Over the next decades, as Americans learned more about India and Hindu religions, the meaning of “Juggernaut” began to split between its general use as a powerful dangerous force and its more specific reference to the Hindu god at Puri. For example, an article in Harper’s in 1878 titled “Juggernaut” quickly informed readers that “Juggernaut” was really named “Jagannath” and then proceeded to give the history of the temple at Puri. The article included a number of engravings depicting the floorplan of the temple, Jagannath’s chariot, and the forms of the god. Unlike the earlier missionary representations, the article in Harper’s sought to inform readers about the history of Jagannath and explain what devotees did and why they did it.
“Juggernaut” continued to be used as a reference to Jagannath, but its meaning was increasingly separated from any reference to the Hindu god. Use of the proper “Juggernaut” peaked in the early nineteenth century, while the use of the lowercase “juggernaut” slowly grew from the end of the nineteenth century to the present.
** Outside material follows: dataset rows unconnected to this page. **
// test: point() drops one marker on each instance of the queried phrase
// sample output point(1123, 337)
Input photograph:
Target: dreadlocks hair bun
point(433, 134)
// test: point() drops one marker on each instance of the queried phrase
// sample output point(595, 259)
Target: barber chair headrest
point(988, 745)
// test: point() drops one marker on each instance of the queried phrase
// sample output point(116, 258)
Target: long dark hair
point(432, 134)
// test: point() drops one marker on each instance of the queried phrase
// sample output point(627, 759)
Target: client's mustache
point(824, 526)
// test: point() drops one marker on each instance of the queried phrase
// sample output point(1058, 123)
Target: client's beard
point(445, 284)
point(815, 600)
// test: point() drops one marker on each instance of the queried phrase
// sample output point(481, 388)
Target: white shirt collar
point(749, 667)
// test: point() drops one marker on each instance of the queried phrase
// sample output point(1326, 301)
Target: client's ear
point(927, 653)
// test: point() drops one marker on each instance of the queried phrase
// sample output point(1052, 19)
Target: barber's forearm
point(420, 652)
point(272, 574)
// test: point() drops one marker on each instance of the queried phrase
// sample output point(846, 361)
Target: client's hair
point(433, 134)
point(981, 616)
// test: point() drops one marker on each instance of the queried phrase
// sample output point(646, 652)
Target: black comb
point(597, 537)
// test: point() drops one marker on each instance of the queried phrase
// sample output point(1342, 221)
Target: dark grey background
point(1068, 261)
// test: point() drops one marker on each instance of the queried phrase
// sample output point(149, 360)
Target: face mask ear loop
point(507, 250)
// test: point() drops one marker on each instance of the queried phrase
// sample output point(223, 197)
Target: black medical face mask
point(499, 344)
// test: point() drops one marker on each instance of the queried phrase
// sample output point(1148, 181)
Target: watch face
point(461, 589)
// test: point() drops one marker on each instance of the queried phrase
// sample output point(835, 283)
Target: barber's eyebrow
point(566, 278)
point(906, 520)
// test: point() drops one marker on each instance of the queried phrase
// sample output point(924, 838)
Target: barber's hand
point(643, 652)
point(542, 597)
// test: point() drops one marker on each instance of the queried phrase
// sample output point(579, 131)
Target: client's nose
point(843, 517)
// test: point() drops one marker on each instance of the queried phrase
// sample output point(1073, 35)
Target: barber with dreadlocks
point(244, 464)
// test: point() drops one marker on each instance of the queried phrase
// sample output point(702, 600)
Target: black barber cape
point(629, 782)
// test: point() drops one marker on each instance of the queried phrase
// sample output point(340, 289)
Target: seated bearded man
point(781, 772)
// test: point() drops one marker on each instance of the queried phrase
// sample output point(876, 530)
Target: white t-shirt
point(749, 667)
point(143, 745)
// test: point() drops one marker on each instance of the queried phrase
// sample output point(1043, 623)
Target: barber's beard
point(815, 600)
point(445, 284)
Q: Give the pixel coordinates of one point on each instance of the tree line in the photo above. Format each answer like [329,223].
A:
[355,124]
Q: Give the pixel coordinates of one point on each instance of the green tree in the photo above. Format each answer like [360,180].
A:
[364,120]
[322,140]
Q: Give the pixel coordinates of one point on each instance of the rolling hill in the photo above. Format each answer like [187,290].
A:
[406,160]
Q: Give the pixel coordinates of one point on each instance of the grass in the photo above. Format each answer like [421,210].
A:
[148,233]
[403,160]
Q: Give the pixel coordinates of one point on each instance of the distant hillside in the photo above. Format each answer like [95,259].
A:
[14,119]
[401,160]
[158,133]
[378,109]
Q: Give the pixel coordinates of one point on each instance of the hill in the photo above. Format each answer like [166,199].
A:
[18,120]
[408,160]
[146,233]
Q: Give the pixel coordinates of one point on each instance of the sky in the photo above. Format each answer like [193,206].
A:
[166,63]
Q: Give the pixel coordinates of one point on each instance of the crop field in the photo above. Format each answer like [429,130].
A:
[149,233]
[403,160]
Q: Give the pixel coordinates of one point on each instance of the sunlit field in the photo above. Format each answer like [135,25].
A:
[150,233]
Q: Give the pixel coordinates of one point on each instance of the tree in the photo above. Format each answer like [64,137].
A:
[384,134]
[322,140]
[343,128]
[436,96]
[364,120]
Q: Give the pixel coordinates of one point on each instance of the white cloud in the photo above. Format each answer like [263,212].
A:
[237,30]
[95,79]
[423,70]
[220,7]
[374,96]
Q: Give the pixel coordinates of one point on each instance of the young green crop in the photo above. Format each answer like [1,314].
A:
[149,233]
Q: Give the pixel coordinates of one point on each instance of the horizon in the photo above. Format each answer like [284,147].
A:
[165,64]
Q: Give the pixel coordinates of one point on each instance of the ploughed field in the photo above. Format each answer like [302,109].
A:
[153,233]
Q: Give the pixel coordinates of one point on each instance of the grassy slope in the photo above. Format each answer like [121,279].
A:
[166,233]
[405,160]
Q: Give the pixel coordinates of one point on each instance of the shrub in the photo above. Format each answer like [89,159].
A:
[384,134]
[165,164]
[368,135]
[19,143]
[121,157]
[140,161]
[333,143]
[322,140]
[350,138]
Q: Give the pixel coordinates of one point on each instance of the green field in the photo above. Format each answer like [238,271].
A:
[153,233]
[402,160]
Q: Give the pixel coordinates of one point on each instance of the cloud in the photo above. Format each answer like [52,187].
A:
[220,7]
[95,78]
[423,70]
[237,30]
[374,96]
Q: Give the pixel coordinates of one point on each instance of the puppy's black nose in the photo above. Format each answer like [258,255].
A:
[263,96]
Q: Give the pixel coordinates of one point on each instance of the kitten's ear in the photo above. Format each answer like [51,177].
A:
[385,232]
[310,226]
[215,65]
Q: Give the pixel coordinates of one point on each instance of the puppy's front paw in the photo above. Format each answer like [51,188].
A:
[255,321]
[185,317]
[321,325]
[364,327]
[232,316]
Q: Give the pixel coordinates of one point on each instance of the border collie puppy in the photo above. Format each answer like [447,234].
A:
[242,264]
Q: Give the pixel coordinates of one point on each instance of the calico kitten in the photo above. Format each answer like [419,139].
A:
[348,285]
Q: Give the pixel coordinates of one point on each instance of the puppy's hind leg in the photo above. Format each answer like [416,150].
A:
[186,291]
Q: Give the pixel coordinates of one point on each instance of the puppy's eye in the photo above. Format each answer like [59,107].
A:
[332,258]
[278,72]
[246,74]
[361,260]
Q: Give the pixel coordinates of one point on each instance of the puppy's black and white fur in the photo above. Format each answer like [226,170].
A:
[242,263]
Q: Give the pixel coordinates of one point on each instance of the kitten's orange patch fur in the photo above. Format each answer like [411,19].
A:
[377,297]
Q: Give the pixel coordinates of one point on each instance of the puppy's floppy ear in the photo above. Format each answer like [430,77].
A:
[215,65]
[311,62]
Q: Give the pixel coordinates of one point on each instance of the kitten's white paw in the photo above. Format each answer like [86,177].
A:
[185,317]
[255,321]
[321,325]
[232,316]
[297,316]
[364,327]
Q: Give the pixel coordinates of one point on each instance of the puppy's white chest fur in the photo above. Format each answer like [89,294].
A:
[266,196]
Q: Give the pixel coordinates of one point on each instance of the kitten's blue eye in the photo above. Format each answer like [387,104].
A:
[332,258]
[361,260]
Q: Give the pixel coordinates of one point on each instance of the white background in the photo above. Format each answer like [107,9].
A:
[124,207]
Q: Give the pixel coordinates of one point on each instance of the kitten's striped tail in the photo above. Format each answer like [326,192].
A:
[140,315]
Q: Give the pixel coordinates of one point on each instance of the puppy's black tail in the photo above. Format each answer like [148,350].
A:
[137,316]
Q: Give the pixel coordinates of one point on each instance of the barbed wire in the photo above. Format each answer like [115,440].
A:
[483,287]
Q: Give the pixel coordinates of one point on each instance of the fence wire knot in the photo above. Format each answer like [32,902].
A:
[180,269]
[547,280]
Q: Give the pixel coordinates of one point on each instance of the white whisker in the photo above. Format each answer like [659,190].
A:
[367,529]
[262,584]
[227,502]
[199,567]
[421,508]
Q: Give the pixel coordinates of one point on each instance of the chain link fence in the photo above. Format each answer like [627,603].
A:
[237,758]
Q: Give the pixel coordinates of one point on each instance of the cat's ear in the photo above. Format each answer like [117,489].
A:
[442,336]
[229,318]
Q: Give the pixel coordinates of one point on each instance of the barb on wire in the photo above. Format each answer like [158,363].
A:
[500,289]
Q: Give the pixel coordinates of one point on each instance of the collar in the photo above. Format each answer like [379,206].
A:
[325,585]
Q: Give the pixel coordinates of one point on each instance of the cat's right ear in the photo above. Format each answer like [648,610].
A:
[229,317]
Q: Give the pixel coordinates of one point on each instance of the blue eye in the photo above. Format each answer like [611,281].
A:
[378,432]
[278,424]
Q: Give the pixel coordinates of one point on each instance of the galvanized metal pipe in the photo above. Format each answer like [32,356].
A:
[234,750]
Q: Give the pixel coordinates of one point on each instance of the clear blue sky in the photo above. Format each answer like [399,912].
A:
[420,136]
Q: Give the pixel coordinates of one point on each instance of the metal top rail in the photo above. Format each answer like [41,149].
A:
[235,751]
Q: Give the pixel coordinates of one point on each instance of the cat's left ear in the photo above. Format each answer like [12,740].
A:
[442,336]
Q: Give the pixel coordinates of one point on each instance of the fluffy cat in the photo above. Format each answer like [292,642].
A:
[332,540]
By the 1930s, an anti-communist book labeled communism “the red juggernaut.” In 1963, The Juggernaut made his first appearance as a villain in Marvel’s X-Men comics. Juggernaut no longer had anything to do with the temple in India, but it still represented power, violence, death, and danger.
The two hundred year history of American use of “juggernaut” teaches an important lesson. From the beginning, “Juggernaut” and “Jagannath” were not the same thing. The process of Anglicization and translation that Buchanan and others engaged in meant that “Juggernaut” was a product of the British and American imagination. To say that Christian missionaries “misrepresented” or “misunderstood” Jagannath would be putting it too softly. They imagined Juggernaut as a foil, an Other, against which they could advocate for Christian missions. The missionary image of Juggernaut in the 1800s tells us more about the fears and values of Protestant missionaries than it does anything about people in India. As “Juggernaut” spread beyond missionary magazines and became the lower case “juggernaut,” the Christian missionary image of an “idol” on a chariot rolling through the Indian streets dropped away, but the sense of a giant, powerful, violent unstoppable force moving ahead endured. For two hundred years, juggernauts have rolled on in American imaginations.